What happened with the new doc?
Did you by any chance complain to anyone about this incompetence and dismissiveness?
No anecdotes, Dave, but if your doctor acts like he believes that quote from Holmes, here is one to quote back at him:
“The [medical] journals contain much that is crude and unsound, yet I have known a practitioner–perhaps more than one–who was as much under the dominant influence of the last article he had read in his favorite medical journal as a milliner under the sway of the last fashionplate.” Oliver Wendell Holmes, 1881
Or this in 1860:
“The truth is that medicine, professedly founded on observation, is as sensitive to outside influences–political, religious, philosophical, imaginative–as is the barometer to the changes of atmospheric density.”
This is not quite the same but comes to mind. Last year my hand surgeon was using me to teach some students. After I showed them the results of the surgery on my wrist, he said “Some patients will tell you they have trouble with personal issues. Don’t worry, they’ll figure it out.”
This from a man with a roomful of OTs next door. My jaw dropped. Luckily he has retired.

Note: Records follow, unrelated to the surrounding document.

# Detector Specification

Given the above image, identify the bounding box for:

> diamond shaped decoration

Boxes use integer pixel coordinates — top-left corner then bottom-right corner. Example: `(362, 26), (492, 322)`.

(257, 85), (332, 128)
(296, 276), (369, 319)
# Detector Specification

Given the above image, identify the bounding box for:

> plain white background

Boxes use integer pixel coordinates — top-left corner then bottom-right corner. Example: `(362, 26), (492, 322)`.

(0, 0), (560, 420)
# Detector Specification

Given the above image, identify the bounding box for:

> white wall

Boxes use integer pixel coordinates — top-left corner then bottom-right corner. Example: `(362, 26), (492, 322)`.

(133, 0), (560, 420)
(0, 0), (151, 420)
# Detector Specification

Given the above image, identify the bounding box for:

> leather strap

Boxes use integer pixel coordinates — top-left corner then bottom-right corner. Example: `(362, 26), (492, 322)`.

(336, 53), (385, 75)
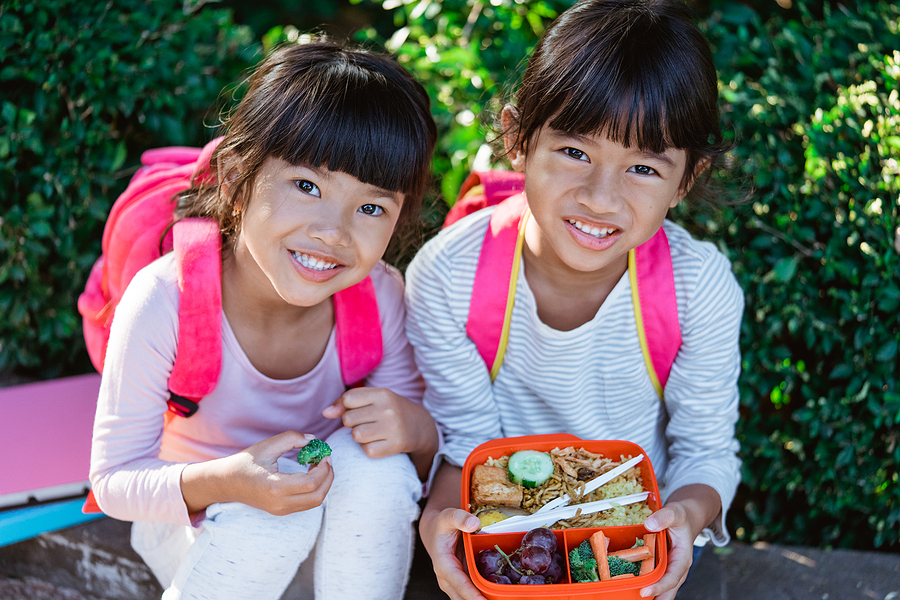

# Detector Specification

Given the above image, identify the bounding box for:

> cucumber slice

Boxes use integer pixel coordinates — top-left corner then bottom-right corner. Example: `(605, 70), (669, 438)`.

(507, 450), (553, 488)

Pardon me for being thick, but what did he mean by “personal issues”?
I agree with Gilles re the OWH quotation (or else my blog readers are somehow uniquely qualified to share anecdotes that would make your hair curl!)
My own favourite anecdote happened in 2008 while I was in the ER being misdiagnosed with acid reflux – despite my textbook Hollywood Heart Attack symptoms. But at one point during this visit, the ER nurse returned to my bedside alone and sternly told me I’d have to stop asking questions of the ER doctor: “He is a very good doctor and he does NOT like to be questioned!” This of course made me feel horrible! I was already feeling very embarrassed for making a fuss over what they were telling me was just heartburn, and now I was being scolded by an angry nurse for being such a difficult patient. Oh, by the way, the question I’d had the temerity to ask the ER physician?
“But Doc, what about this pain down my left arm?”